Abstract
Social scientists frequently rely on the cardinal comparability of test scores to assess achievement gaps between population subgroups and their evolution over time. This approach has been criticized because of the ordinal nature of test scores and the sensitivity of results to order-preserving transformations that are theoretically plausible. Bond and Lang (2013, Review of Economics and Statistics 95: 1468–1479) document the sensitivity of measured ability to scaling choices and develop a method to assess the robustness of changes in ability over time to scaling choices. In this article, I present the
Keywords
1 Introduction
With enrollments at a historical high for low- and middle-income countries, the focus in education has shifted away from enrollment and toward improving quality of education (World Bank 2018). Countries around the world are focusing on both increasing learning and closing substantial gaps across subpopulations, particularly in favor of disadvantaged groups. These gaps have been extensively documented in the United States, where much literature has identified stubborn test score gaps by sex (Bertrand and Pan 2013; Fryer and Levitt 2010), socioeconomic status (Reardon 2011, 2013), and race (Hanushek and Rivkin 2006; Clotfelter, Ladd, and Vigdor 2009; Fryer and Levitt 2004, 2006, 2013).

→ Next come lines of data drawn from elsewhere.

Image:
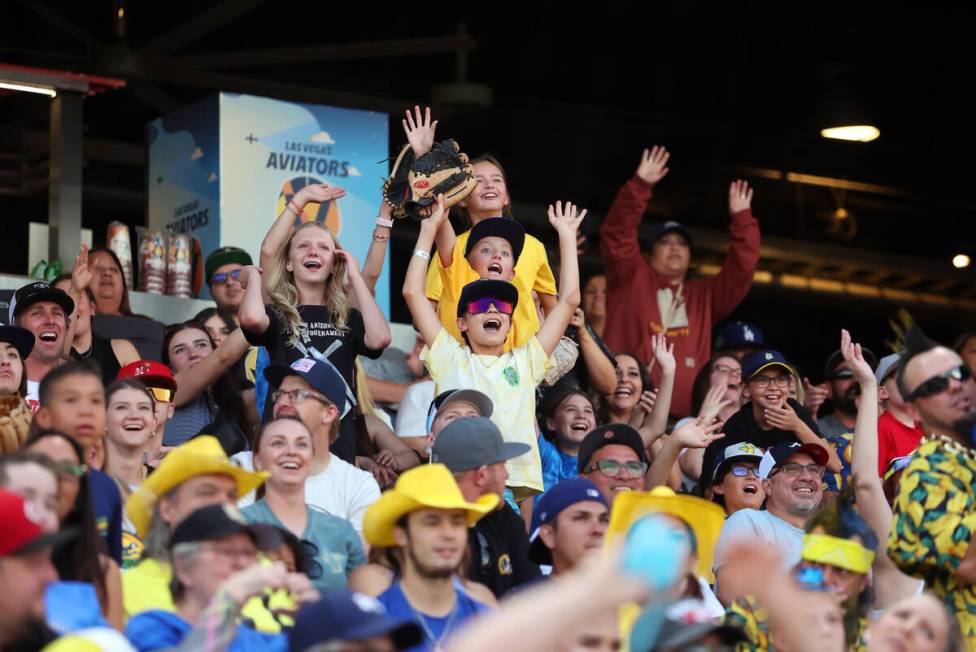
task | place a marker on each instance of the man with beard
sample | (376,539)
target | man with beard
(792,476)
(427,517)
(935,509)
(43,310)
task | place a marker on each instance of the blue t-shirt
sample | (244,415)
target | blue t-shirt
(158,630)
(107,506)
(397,608)
(340,549)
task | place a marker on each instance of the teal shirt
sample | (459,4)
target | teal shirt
(339,548)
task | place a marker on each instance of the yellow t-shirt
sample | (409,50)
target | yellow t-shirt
(509,380)
(532,272)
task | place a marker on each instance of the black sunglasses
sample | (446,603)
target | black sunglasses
(940,383)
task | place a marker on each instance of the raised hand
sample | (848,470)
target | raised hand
(318,192)
(81,274)
(855,359)
(654,164)
(566,220)
(814,395)
(740,196)
(695,434)
(663,352)
(419,130)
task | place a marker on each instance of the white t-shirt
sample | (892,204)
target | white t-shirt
(341,489)
(412,416)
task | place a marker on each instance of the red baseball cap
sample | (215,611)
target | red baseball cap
(20,530)
(150,372)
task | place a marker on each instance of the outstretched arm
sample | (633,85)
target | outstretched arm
(424,316)
(276,236)
(566,222)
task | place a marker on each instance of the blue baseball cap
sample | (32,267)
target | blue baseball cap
(320,374)
(737,335)
(753,363)
(348,616)
(565,494)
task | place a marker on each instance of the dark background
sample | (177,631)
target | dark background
(737,90)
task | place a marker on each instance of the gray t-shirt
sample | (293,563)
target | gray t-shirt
(760,525)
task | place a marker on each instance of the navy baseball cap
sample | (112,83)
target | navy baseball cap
(753,363)
(673,227)
(564,494)
(499,227)
(612,433)
(320,374)
(484,288)
(738,335)
(348,616)
(467,444)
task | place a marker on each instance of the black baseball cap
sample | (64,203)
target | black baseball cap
(499,227)
(483,288)
(468,443)
(212,523)
(321,375)
(612,433)
(37,292)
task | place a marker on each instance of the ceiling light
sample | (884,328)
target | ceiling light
(27,88)
(856,133)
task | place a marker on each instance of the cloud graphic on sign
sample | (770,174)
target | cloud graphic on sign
(322,137)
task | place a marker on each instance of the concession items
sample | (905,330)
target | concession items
(179,276)
(152,262)
(119,242)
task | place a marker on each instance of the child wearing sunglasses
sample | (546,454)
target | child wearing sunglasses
(484,318)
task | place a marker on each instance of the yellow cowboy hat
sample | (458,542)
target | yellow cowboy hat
(429,485)
(201,455)
(705,519)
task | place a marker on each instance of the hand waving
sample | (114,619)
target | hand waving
(740,196)
(653,165)
(419,130)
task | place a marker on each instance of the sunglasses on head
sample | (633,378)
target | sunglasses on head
(222,277)
(479,306)
(940,383)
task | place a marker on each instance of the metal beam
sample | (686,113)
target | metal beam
(64,187)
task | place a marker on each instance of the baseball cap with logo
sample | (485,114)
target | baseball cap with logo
(20,529)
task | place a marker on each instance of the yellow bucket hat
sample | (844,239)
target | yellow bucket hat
(201,455)
(705,519)
(425,486)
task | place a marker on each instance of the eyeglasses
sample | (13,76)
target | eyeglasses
(940,383)
(479,306)
(222,277)
(731,372)
(742,470)
(792,469)
(298,395)
(161,394)
(74,470)
(613,468)
(313,569)
(762,382)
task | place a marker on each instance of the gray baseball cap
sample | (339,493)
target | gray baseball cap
(468,443)
(886,365)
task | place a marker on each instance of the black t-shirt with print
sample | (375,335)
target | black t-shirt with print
(320,338)
(742,427)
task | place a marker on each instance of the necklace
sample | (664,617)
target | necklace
(422,620)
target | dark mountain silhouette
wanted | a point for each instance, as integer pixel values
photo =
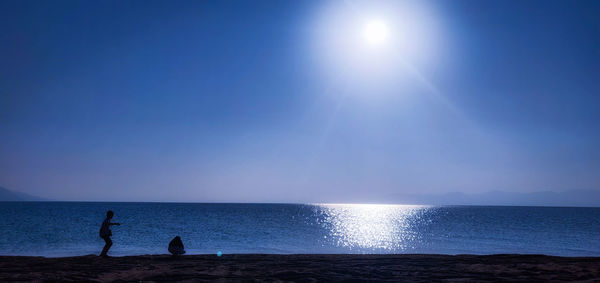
(8, 195)
(543, 198)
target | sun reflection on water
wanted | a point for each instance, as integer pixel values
(371, 226)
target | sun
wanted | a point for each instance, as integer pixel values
(375, 33)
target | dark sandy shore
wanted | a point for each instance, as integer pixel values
(259, 267)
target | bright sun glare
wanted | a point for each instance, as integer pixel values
(376, 32)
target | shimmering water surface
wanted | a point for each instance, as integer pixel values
(62, 229)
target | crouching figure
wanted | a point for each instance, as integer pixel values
(176, 246)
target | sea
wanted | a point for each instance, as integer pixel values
(56, 229)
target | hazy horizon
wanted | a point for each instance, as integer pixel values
(297, 101)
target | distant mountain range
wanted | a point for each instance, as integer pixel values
(8, 195)
(544, 198)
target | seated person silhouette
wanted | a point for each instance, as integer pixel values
(176, 246)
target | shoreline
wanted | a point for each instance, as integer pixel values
(302, 267)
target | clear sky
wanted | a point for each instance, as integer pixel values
(294, 101)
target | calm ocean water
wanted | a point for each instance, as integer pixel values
(71, 228)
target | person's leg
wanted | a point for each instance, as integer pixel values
(107, 246)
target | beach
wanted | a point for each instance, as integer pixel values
(302, 267)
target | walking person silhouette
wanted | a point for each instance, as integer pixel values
(105, 232)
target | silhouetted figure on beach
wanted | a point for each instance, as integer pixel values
(105, 233)
(176, 246)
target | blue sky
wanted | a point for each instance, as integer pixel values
(274, 101)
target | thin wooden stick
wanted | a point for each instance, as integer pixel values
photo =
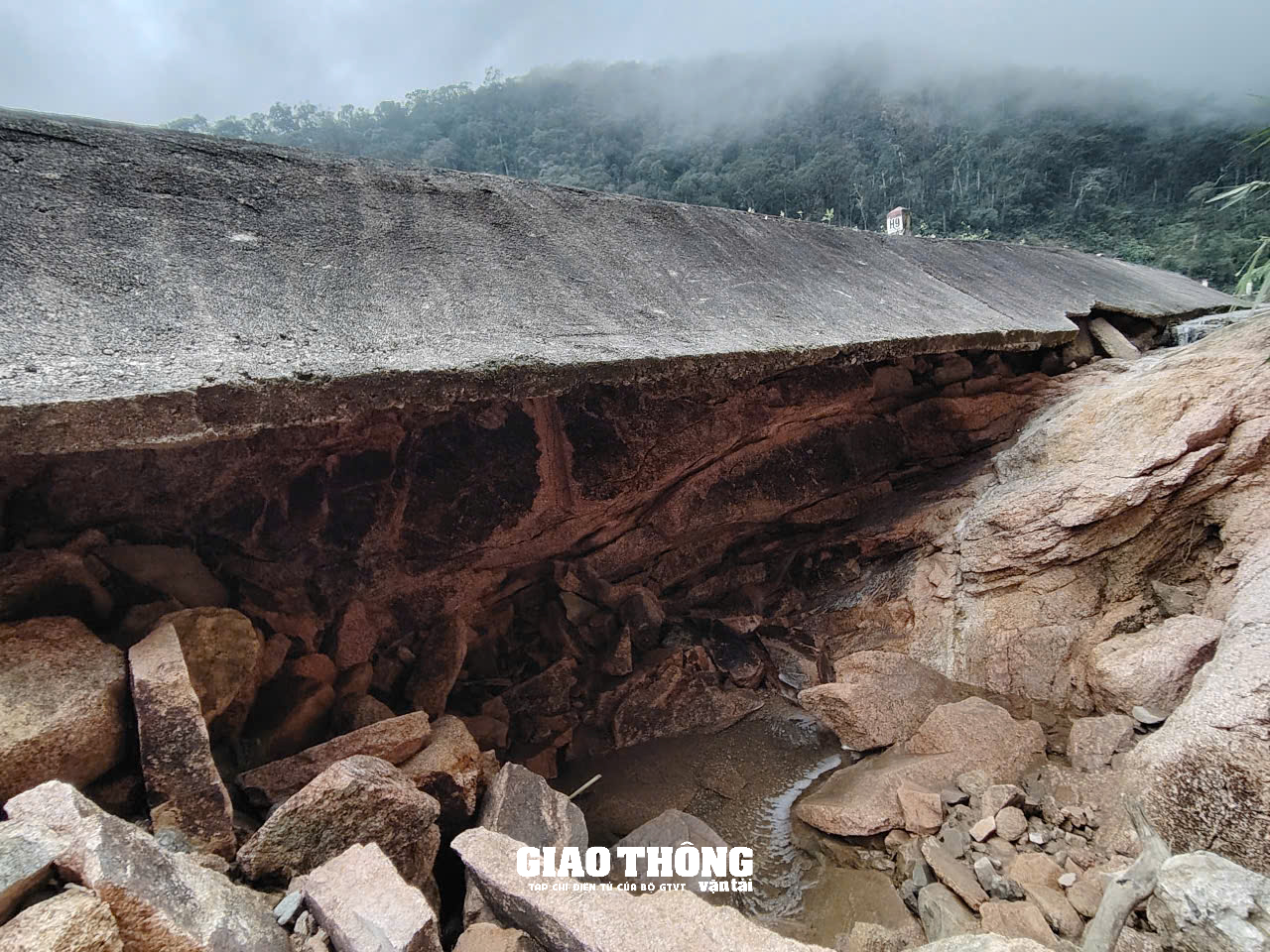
(1129, 888)
(585, 785)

Gap measurement is essential to make inferences about equitable learning. What is surprising, though, despite the seemingly large gaps across subgroups, is that different studies often come to different conclusions. For instance, Fryer and Levitt (2004) first noted that a substantial black–white test score gap that had received extensive attention in the literature (see Coleman et al. [1966]; 1 Kaufman and Kaufman [1983]; Krohn and Lamp [1989]; Phillips et al. [1998]; Phillips [2000]) disappeared after controlling for covariates. Additionally, they found that over the first four years of school, blacks lose about −0.10 standard deviations per year compared with other races. Bond and Lang (2013) then demonstrated that even this seemingly rock-solid racial gap in the United States is not robust to arbitrary scale transformations. That is, transformations that minimize or maximize learning by weighting test items differently, while still preserving order, create lower and upper bounds that are too wide to be informative or definitive.
These findings contribute to an ongoing debate around test score measurement, particularly on whether the assumptions that justify cardinality are satisfied in most tests (Ballou 2009; Ho 2009; Bond and Lang 2013; Jacob and Rothstein 2016). Three alternatives have been proposed. The first is to argue that the test at hand has been constructed in a manner that allows for cardinal measures of ability; this is the approach of the Rasch measurement, and Domingue (2014) provides statistical methods to verify the assumptions required for cardinality. The second is to give up on cardinality entirely and focus only on ordinal comparisons. Reardon et al.’s (2017)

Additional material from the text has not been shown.